That was a reprise of an almost forgotten pattern! That picking up a fairly long, 500 page, tome on a Thursday afternoon and finishing late Friday night.
I was thinking that I may have grown out of this behaviour as I haven't gotten totally absorbed like that for quite some time. To some extent, it unsettled me to think that I may have passed beyond the boundary of being able to be intoxicated into another world. Now, I see that it is still possible.
What hooked me was Stephen Donaldson's, The Runes of the Earth. This, and its sequels, are to comprise The Last Chronicles of Thomas Covenant.
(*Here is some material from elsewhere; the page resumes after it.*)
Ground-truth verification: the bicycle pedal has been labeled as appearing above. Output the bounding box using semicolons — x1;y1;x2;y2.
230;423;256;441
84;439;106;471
I had read the first two series (each three volumes) many years ago and always thought that there was one more story that lay waiting to be told.
The Covenant Chronicles definitely fall into the fantasy genre: a genre that is not everybody's cuppa tea. They belong not, however, to The Lord of the Rings class, of which there are many emulators. That being said, however, all fantasy novels seem to hinge upon some sort of quest involving a struggle against overwhelming evil. These works are no different in that respect.
However, they are written on a much more adult level (no, not that kind of adult) where issues of good and evil are examined in some depth and where boundary lines are not as classically distinct. The protagonist, Covenant, is a flawed hero: a leper and not always a completely likable person who struggles to do right and sometimes fails.
Donaldson takes you into the mind of the protagonist to a depth that no other fantasy writer can match. He takes you into their inner thoughts and allows you to participate in their struggles and dilemmas. He sometimes draws me kicking and screaming, for I do not always like what I am reading, but draw me he does.
He also has an amazing vocabulary. He uses words that I don't come across anywhere else.
- ... gave it an eldritch quality, almost an evanescence
- She needed that reassurance to help her bear the inchoate conviction ...
- Its presence was suppuration and horror ...
- Outside the day had turned crepuscular ...
- It was condign; it belonged.
Well, I think that kind of stuff is just great.
I'm not necessarily recommending this series. They are not for everybody. However, if you think you might like to try reading Donaldson, start with the very first book of the very first series, Lord Foul's Bane.
I really wanted to share my pleasure at getting hooked on a book — at last! I didn't set out to write a book review but ended up doing something much like that because it seemed necessary to explain a little something about what it was that hooked me.